Tyler Labine, left, and Chace Crawford as two brothers living polar (but equally messed up) lives reuniting for their mother’s wedding in the mountain town where they grew up.

They say opposites attract, but when two brothers living polar (but equally messed up) lives reunite for their mother's wedding in the mountain town where they grew up, the friction is palpable.

Topher (Tyler Labine) is a bearded man-child – still living in his hometown (Revelstoke, B.C.) – and a failed DJ who deals weed for a living.

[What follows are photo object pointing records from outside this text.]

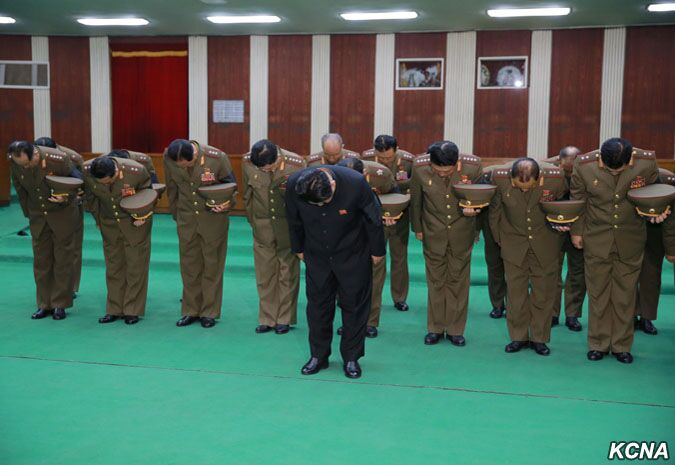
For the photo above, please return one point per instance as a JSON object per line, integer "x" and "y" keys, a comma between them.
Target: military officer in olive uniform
{"x": 332, "y": 151}
{"x": 447, "y": 233}
{"x": 385, "y": 151}
{"x": 126, "y": 240}
{"x": 202, "y": 230}
{"x": 53, "y": 220}
{"x": 613, "y": 236}
{"x": 266, "y": 170}
{"x": 530, "y": 248}
{"x": 575, "y": 283}
{"x": 78, "y": 161}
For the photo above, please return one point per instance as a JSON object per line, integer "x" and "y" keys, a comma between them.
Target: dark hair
{"x": 102, "y": 167}
{"x": 525, "y": 169}
{"x": 45, "y": 142}
{"x": 180, "y": 148}
{"x": 616, "y": 152}
{"x": 384, "y": 142}
{"x": 352, "y": 163}
{"x": 18, "y": 147}
{"x": 264, "y": 152}
{"x": 443, "y": 153}
{"x": 118, "y": 153}
{"x": 313, "y": 185}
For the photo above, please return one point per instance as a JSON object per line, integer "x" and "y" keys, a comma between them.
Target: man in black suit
{"x": 335, "y": 225}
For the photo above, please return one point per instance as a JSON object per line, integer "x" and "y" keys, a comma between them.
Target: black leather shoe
{"x": 41, "y": 313}
{"x": 313, "y": 366}
{"x": 497, "y": 312}
{"x": 458, "y": 341}
{"x": 573, "y": 324}
{"x": 516, "y": 346}
{"x": 401, "y": 306}
{"x": 282, "y": 329}
{"x": 186, "y": 320}
{"x": 541, "y": 348}
{"x": 59, "y": 314}
{"x": 352, "y": 369}
{"x": 131, "y": 319}
{"x": 108, "y": 319}
{"x": 623, "y": 357}
{"x": 648, "y": 327}
{"x": 432, "y": 338}
{"x": 208, "y": 322}
{"x": 595, "y": 355}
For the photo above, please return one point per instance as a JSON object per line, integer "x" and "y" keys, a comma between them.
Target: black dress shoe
{"x": 432, "y": 338}
{"x": 352, "y": 369}
{"x": 516, "y": 346}
{"x": 623, "y": 357}
{"x": 541, "y": 348}
{"x": 41, "y": 313}
{"x": 313, "y": 366}
{"x": 186, "y": 320}
{"x": 401, "y": 306}
{"x": 595, "y": 355}
{"x": 108, "y": 319}
{"x": 208, "y": 322}
{"x": 572, "y": 323}
{"x": 282, "y": 329}
{"x": 131, "y": 319}
{"x": 59, "y": 314}
{"x": 458, "y": 341}
{"x": 648, "y": 327}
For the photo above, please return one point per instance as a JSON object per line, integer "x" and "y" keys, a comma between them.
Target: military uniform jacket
{"x": 434, "y": 207}
{"x": 319, "y": 158}
{"x": 33, "y": 192}
{"x": 609, "y": 217}
{"x": 518, "y": 222}
{"x": 400, "y": 166}
{"x": 264, "y": 199}
{"x": 103, "y": 200}
{"x": 187, "y": 207}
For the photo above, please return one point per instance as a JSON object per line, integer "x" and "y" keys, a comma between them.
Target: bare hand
{"x": 578, "y": 241}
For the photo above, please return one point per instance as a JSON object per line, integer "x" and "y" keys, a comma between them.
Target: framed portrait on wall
{"x": 419, "y": 73}
{"x": 502, "y": 72}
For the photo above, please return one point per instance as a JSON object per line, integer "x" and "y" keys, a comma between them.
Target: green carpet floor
{"x": 76, "y": 392}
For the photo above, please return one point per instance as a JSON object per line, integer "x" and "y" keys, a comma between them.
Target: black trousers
{"x": 352, "y": 280}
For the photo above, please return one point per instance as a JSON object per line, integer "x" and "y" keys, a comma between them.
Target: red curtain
{"x": 149, "y": 95}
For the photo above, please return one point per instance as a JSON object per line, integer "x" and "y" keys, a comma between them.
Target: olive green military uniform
{"x": 575, "y": 282}
{"x": 78, "y": 161}
{"x": 448, "y": 240}
{"x": 530, "y": 250}
{"x": 319, "y": 158}
{"x": 202, "y": 233}
{"x": 397, "y": 236}
{"x": 649, "y": 284}
{"x": 492, "y": 251}
{"x": 614, "y": 238}
{"x": 126, "y": 247}
{"x": 277, "y": 269}
{"x": 53, "y": 227}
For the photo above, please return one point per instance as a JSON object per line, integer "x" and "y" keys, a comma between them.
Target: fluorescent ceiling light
{"x": 381, "y": 15}
{"x": 517, "y": 12}
{"x": 243, "y": 19}
{"x": 660, "y": 7}
{"x": 113, "y": 21}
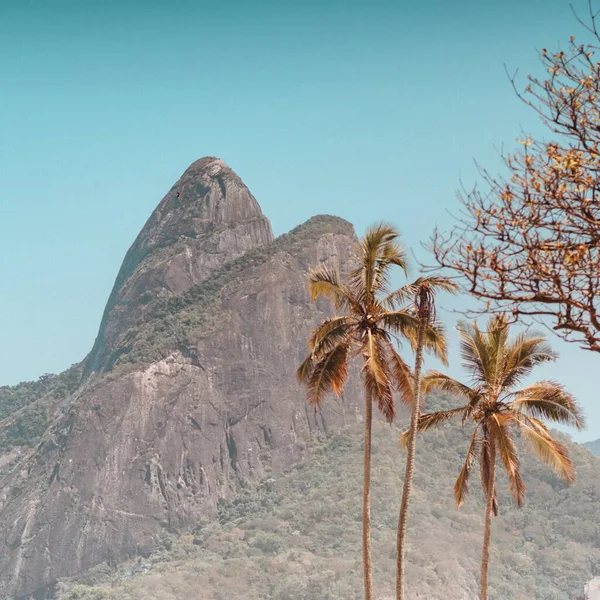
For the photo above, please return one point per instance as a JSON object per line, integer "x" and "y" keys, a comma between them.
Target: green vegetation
{"x": 24, "y": 407}
{"x": 296, "y": 536}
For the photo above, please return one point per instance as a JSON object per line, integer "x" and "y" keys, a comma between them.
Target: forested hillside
{"x": 297, "y": 536}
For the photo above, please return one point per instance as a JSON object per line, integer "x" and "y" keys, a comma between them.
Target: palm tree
{"x": 497, "y": 365}
{"x": 425, "y": 289}
{"x": 371, "y": 323}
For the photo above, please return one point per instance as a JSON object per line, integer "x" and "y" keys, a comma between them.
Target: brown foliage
{"x": 529, "y": 242}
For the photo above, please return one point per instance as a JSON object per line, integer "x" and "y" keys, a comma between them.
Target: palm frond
{"x": 306, "y": 368}
{"x": 435, "y": 380}
{"x": 486, "y": 458}
{"x": 525, "y": 352}
{"x": 474, "y": 352}
{"x": 324, "y": 280}
{"x": 403, "y": 323}
{"x": 375, "y": 256}
{"x": 377, "y": 376}
{"x": 430, "y": 420}
{"x": 436, "y": 342}
{"x": 549, "y": 400}
{"x": 496, "y": 341}
{"x": 329, "y": 373}
{"x": 547, "y": 449}
{"x": 461, "y": 487}
{"x": 402, "y": 375}
{"x": 497, "y": 426}
{"x": 402, "y": 298}
{"x": 330, "y": 332}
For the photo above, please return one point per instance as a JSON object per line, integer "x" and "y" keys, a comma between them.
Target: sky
{"x": 367, "y": 110}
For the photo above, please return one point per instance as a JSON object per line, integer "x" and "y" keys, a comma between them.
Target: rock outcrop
{"x": 593, "y": 447}
{"x": 592, "y": 590}
{"x": 209, "y": 217}
{"x": 189, "y": 392}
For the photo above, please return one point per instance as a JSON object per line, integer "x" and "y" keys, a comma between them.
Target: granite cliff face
{"x": 592, "y": 589}
{"x": 593, "y": 447}
{"x": 189, "y": 392}
{"x": 209, "y": 217}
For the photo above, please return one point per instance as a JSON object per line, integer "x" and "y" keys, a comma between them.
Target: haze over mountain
{"x": 187, "y": 409}
{"x": 188, "y": 393}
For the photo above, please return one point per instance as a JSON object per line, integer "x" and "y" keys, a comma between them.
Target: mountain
{"x": 297, "y": 535}
{"x": 179, "y": 459}
{"x": 188, "y": 394}
{"x": 593, "y": 447}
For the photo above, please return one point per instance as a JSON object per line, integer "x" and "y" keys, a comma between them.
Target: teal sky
{"x": 365, "y": 110}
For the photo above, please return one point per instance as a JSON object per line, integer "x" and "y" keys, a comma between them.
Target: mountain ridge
{"x": 188, "y": 394}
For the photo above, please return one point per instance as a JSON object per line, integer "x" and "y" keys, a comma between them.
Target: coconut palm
{"x": 497, "y": 366}
{"x": 425, "y": 289}
{"x": 373, "y": 319}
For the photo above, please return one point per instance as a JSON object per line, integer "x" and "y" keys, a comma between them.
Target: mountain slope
{"x": 296, "y": 536}
{"x": 593, "y": 447}
{"x": 189, "y": 393}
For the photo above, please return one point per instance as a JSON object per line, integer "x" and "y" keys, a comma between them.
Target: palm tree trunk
{"x": 367, "y": 568}
{"x": 411, "y": 451}
{"x": 489, "y": 507}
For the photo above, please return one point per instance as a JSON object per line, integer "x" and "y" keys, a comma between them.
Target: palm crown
{"x": 497, "y": 366}
{"x": 374, "y": 317}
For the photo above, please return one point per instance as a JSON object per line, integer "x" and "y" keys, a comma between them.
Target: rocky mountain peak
{"x": 208, "y": 218}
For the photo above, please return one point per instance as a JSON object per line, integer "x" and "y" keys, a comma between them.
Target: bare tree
{"x": 528, "y": 242}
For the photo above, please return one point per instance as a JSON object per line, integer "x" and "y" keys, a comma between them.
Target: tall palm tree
{"x": 425, "y": 289}
{"x": 497, "y": 365}
{"x": 373, "y": 319}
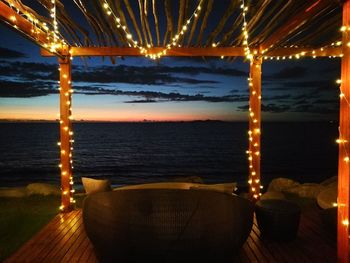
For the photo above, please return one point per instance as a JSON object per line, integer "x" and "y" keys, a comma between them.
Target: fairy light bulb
{"x": 147, "y": 51}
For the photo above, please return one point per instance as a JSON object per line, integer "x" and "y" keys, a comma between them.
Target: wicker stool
{"x": 278, "y": 219}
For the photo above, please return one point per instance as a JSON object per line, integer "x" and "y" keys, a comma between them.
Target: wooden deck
{"x": 64, "y": 240}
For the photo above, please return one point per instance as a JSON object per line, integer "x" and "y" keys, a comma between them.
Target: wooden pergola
{"x": 277, "y": 29}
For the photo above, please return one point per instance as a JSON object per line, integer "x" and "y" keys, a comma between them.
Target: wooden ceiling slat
{"x": 204, "y": 21}
{"x": 229, "y": 11}
{"x": 169, "y": 20}
{"x": 180, "y": 19}
{"x": 7, "y": 15}
{"x": 145, "y": 11}
{"x": 198, "y": 51}
{"x": 270, "y": 23}
{"x": 133, "y": 20}
{"x": 193, "y": 27}
{"x": 175, "y": 51}
{"x": 269, "y": 18}
{"x": 155, "y": 16}
{"x": 236, "y": 25}
{"x": 143, "y": 26}
{"x": 294, "y": 22}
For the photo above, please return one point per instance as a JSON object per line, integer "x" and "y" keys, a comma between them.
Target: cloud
{"x": 278, "y": 97}
{"x": 310, "y": 108}
{"x": 288, "y": 73}
{"x": 154, "y": 75}
{"x": 6, "y": 53}
{"x": 152, "y": 96}
{"x": 273, "y": 108}
{"x": 318, "y": 85}
{"x": 14, "y": 89}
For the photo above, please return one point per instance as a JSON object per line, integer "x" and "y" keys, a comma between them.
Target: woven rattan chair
{"x": 167, "y": 225}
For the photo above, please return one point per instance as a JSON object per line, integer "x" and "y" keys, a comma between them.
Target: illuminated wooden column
{"x": 254, "y": 127}
{"x": 66, "y": 134}
{"x": 344, "y": 144}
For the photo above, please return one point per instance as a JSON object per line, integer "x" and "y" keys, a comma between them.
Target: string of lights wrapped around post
{"x": 66, "y": 134}
{"x": 65, "y": 121}
{"x": 254, "y": 82}
{"x": 146, "y": 50}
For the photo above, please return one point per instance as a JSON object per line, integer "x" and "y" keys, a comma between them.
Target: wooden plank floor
{"x": 64, "y": 240}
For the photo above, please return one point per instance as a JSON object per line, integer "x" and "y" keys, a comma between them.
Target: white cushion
{"x": 227, "y": 188}
{"x": 161, "y": 185}
{"x": 96, "y": 185}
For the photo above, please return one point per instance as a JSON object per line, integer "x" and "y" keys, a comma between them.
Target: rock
{"x": 328, "y": 197}
{"x": 273, "y": 195}
{"x": 189, "y": 179}
{"x": 308, "y": 190}
{"x": 281, "y": 184}
{"x": 329, "y": 181}
{"x": 43, "y": 189}
{"x": 13, "y": 192}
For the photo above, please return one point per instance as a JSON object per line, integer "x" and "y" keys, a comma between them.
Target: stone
{"x": 43, "y": 189}
{"x": 281, "y": 184}
{"x": 189, "y": 179}
{"x": 13, "y": 192}
{"x": 308, "y": 190}
{"x": 330, "y": 181}
{"x": 273, "y": 195}
{"x": 327, "y": 198}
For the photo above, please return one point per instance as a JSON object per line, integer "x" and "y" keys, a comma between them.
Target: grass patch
{"x": 21, "y": 218}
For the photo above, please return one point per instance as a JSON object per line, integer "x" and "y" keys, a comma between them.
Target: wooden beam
{"x": 307, "y": 52}
{"x": 25, "y": 27}
{"x": 206, "y": 51}
{"x": 174, "y": 52}
{"x": 66, "y": 133}
{"x": 344, "y": 147}
{"x": 293, "y": 24}
{"x": 254, "y": 127}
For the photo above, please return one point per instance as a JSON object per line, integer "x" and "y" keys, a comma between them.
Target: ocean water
{"x": 131, "y": 153}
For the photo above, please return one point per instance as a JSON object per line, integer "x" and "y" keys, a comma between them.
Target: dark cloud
{"x": 151, "y": 96}
{"x": 326, "y": 101}
{"x": 318, "y": 85}
{"x": 13, "y": 89}
{"x": 155, "y": 75}
{"x": 311, "y": 108}
{"x": 273, "y": 108}
{"x": 288, "y": 73}
{"x": 278, "y": 97}
{"x": 6, "y": 53}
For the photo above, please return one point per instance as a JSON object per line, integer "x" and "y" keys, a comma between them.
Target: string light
{"x": 146, "y": 51}
{"x": 66, "y": 127}
{"x": 53, "y": 41}
{"x": 247, "y": 52}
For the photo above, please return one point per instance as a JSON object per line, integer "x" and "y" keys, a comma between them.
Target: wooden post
{"x": 344, "y": 144}
{"x": 66, "y": 133}
{"x": 254, "y": 127}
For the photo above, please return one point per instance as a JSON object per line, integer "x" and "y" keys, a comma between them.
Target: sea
{"x": 133, "y": 153}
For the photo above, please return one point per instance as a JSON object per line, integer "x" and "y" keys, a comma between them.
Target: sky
{"x": 172, "y": 89}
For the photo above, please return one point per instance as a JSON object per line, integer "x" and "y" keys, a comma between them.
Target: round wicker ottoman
{"x": 278, "y": 219}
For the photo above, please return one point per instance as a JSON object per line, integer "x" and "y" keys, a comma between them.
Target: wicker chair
{"x": 167, "y": 225}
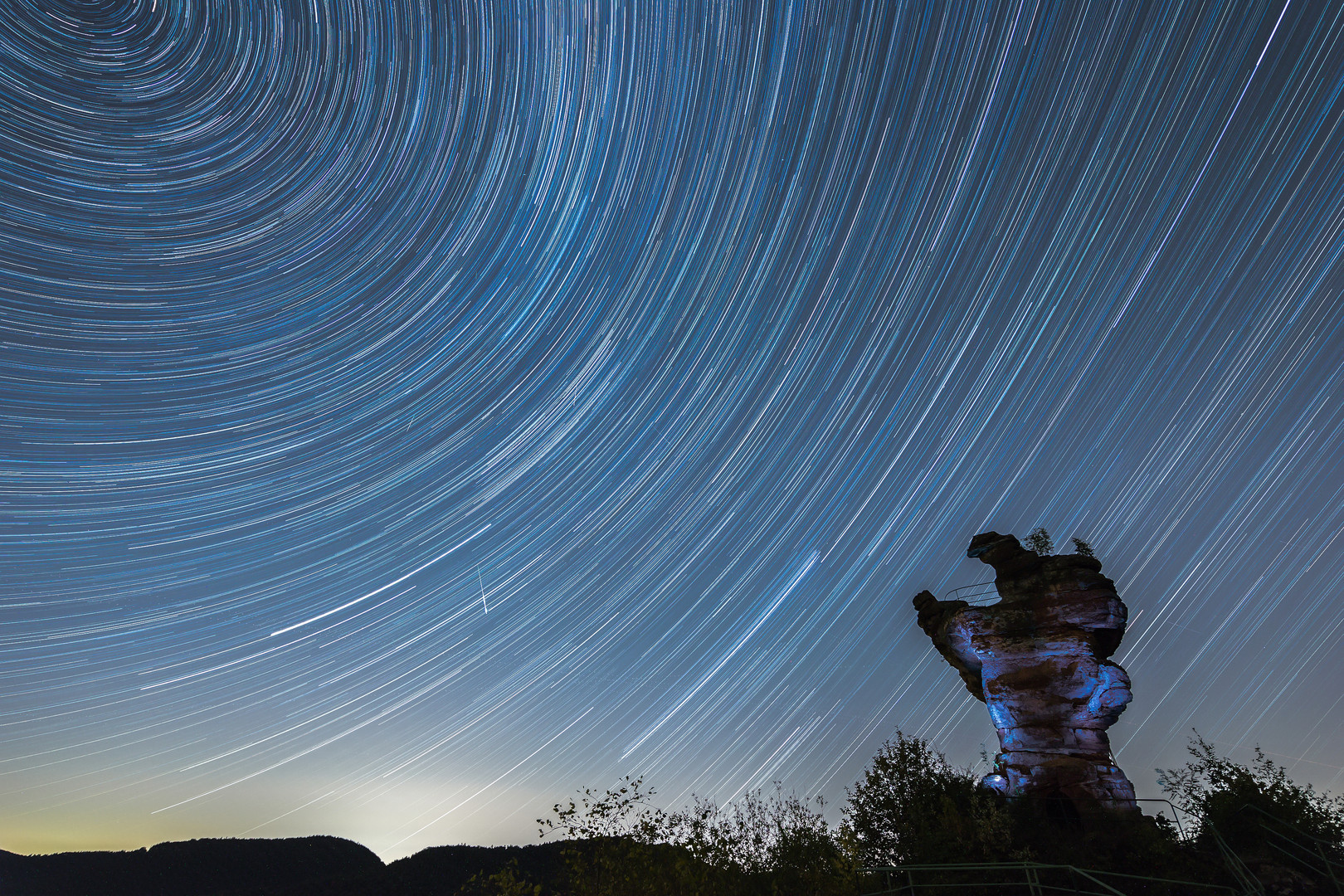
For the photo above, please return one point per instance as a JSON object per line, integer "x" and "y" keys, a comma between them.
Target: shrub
{"x": 913, "y": 806}
{"x": 1237, "y": 802}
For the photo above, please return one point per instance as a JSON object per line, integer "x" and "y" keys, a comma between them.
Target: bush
{"x": 1235, "y": 802}
{"x": 913, "y": 806}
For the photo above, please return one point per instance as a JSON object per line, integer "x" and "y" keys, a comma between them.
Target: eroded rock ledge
{"x": 1040, "y": 661}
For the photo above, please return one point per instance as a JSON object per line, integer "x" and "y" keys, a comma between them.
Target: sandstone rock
{"x": 1040, "y": 661}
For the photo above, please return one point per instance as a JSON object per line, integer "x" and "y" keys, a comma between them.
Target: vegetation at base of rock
{"x": 1234, "y": 801}
{"x": 910, "y": 806}
{"x": 913, "y": 806}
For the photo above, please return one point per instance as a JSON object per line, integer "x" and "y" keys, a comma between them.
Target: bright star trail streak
{"x": 414, "y": 411}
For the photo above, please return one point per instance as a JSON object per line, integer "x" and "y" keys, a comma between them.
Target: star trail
{"x": 411, "y": 411}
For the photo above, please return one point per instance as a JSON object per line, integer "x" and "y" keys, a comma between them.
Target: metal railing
{"x": 1031, "y": 879}
{"x": 977, "y": 596}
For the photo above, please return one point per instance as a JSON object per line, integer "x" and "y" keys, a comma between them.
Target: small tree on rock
{"x": 1040, "y": 542}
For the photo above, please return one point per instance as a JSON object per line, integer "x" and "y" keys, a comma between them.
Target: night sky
{"x": 411, "y": 411}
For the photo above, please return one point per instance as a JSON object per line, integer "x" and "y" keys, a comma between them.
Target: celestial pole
{"x": 706, "y": 334}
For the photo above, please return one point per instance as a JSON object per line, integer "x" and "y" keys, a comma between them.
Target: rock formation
{"x": 1040, "y": 660}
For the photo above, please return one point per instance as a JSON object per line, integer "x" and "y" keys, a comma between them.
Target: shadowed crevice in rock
{"x": 1040, "y": 661}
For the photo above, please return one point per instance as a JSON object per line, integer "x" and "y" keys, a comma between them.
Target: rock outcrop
{"x": 1040, "y": 661}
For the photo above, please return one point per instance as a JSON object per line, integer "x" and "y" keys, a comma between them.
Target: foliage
{"x": 777, "y": 844}
{"x": 616, "y": 837}
{"x": 913, "y": 806}
{"x": 772, "y": 845}
{"x": 1235, "y": 801}
{"x": 505, "y": 881}
{"x": 1040, "y": 542}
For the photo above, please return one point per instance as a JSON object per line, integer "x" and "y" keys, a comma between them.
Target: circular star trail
{"x": 411, "y": 411}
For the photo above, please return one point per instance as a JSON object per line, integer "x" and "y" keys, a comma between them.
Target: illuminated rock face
{"x": 1040, "y": 660}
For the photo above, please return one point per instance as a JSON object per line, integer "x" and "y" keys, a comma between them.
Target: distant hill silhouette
{"x": 191, "y": 868}
{"x": 296, "y": 867}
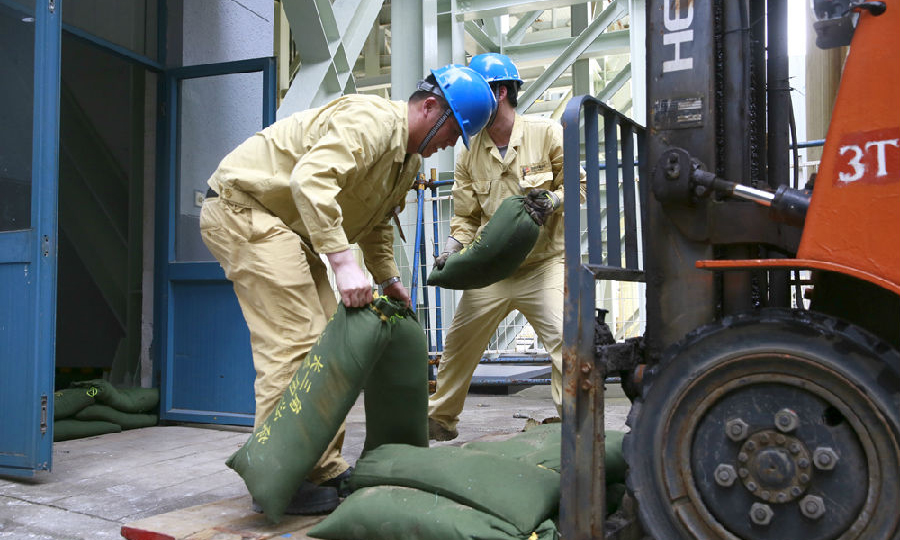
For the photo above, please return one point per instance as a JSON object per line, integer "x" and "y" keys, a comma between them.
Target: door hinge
{"x": 44, "y": 414}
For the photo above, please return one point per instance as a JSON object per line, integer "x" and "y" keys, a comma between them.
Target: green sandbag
{"x": 496, "y": 252}
{"x": 400, "y": 513}
{"x": 614, "y": 494}
{"x": 108, "y": 414}
{"x": 132, "y": 400}
{"x": 541, "y": 445}
{"x": 69, "y": 428}
{"x": 284, "y": 448}
{"x": 396, "y": 393}
{"x": 616, "y": 468}
{"x": 68, "y": 401}
{"x": 522, "y": 494}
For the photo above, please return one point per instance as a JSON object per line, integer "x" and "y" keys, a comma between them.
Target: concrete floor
{"x": 100, "y": 483}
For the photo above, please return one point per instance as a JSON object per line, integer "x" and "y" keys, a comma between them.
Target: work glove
{"x": 540, "y": 203}
{"x": 451, "y": 246}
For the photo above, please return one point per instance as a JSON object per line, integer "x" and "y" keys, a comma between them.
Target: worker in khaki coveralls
{"x": 312, "y": 184}
{"x": 513, "y": 155}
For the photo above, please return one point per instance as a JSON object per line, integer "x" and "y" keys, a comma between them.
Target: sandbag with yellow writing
{"x": 495, "y": 253}
{"x": 284, "y": 448}
{"x": 517, "y": 492}
{"x": 396, "y": 394}
{"x": 402, "y": 513}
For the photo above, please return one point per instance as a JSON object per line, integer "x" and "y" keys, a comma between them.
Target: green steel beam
{"x": 481, "y": 38}
{"x": 517, "y": 32}
{"x": 573, "y": 51}
{"x": 482, "y": 9}
{"x": 607, "y": 44}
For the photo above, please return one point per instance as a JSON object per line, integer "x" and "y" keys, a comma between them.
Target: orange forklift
{"x": 766, "y": 387}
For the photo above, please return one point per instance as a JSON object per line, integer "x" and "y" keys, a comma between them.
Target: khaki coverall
{"x": 310, "y": 184}
{"x": 534, "y": 160}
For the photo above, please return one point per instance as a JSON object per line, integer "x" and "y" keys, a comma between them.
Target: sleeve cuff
{"x": 329, "y": 241}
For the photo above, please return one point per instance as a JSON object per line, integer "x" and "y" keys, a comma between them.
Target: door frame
{"x": 36, "y": 248}
{"x": 167, "y": 270}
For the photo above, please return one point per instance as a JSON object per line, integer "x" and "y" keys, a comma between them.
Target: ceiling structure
{"x": 562, "y": 47}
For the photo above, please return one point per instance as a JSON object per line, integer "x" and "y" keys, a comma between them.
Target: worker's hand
{"x": 450, "y": 247}
{"x": 398, "y": 292}
{"x": 352, "y": 283}
{"x": 540, "y": 203}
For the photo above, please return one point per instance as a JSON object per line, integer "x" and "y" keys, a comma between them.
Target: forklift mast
{"x": 754, "y": 415}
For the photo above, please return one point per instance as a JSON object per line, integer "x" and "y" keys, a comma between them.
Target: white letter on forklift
{"x": 859, "y": 168}
{"x": 680, "y": 33}
{"x": 882, "y": 167}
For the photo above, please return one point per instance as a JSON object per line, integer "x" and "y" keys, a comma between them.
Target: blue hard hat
{"x": 495, "y": 67}
{"x": 469, "y": 96}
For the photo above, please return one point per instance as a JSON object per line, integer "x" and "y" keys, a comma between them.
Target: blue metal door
{"x": 207, "y": 370}
{"x": 29, "y": 140}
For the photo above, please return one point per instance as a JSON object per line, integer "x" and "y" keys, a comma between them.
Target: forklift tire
{"x": 770, "y": 425}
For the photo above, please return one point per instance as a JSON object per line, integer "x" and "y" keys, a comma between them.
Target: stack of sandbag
{"x": 491, "y": 490}
{"x": 542, "y": 446}
{"x": 95, "y": 407}
{"x": 447, "y": 492}
{"x": 495, "y": 254}
{"x": 379, "y": 348}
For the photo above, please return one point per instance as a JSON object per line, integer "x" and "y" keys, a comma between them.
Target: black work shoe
{"x": 341, "y": 482}
{"x": 309, "y": 499}
{"x": 437, "y": 432}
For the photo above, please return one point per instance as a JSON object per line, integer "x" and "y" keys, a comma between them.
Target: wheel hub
{"x": 774, "y": 467}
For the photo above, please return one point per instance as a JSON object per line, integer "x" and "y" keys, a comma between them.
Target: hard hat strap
{"x": 437, "y": 126}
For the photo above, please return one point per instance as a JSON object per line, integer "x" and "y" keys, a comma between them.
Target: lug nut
{"x": 725, "y": 475}
{"x": 824, "y": 458}
{"x": 761, "y": 514}
{"x": 786, "y": 420}
{"x": 736, "y": 429}
{"x": 812, "y": 506}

He's the kind of guy who, when presented with his girlfriend's positive pregnancy test, immediately offers to drive her to the abortion clinic – and feels magnanimous for making such a proposal.

Cooper (Chace Crawford) is a smart, slick big-city guy – a New Yorker with a successful career and a girlfriend who rates, on a scale of one to 10, as a 12.

It's hard to imagine this ridiculously handsome specimen in black sharing any DNA with his schlubby, small town older brother.

But they do, Coop notes, both carry a gene that seems to have messed up all the men in the family. In addition to the brothers' troubles, there is their dead (or is he?) father, lurking (at least metaphorically) in the background. A paranoid recluse, their dad moved long ago to the family's remote mountain cabin. But he has disappeared – gone so long that he is legally being declared deceased. Toph was around to witness his demise; Coop was not.

In fact, even now Coop can only handle a couple of days back home – and has already booked a flight out to his next urban adventure.

While he's around, Toph, desperate for attention and approval from his more successful and worldly brother, has organized a trip for the two of them to the cabin, ostensibly to check out reports of a squatter inhabiting the place. But it's clear that what he's really looking for is some big-time bro-bonding.

What they get instead is a frigid mountain challenge, worthy of the survival shows Coop likes to watch from the safety of the Big Apple. But when it comes to real-life survival in the mountains, it's the boys' dad who will come to their rescue – in the form of a survival manual he prepared, which surfaces in the rustic wooden cabin. His sons are going to need it.

These mountain scenes are gripping, bringing a surprising thriller element to what starts off as a light-hearted buddy flick.

But it's the performances that carry the film: Crawford (best known for his role as Nate Archibald on Gossip Girl) is far more than a pretty face, offering a nuanced portrayal of a together-on-the-outside, tortured-on-the-inside man off his meds.

And Labine – whose physical characteristics and comedic skills attract inevitable comparisons to Zach Galifianakis and Jack Black – delivers much more than a string of one-liners (hilarious though they often are).

Written and directed by Cameron Labine – Tyler's real-life brother – Mountain Men delivers big heart, some big laughs and authentic character development observed through sharp, but always natural, dialogue. This film, which covers well-trodden territory, could have easily turned into an overly sentimental cliché-fest (the trailer suggests that it might) but it really never does – right down to a surprising, emotional cave-set reconciliation scene toward the film's end.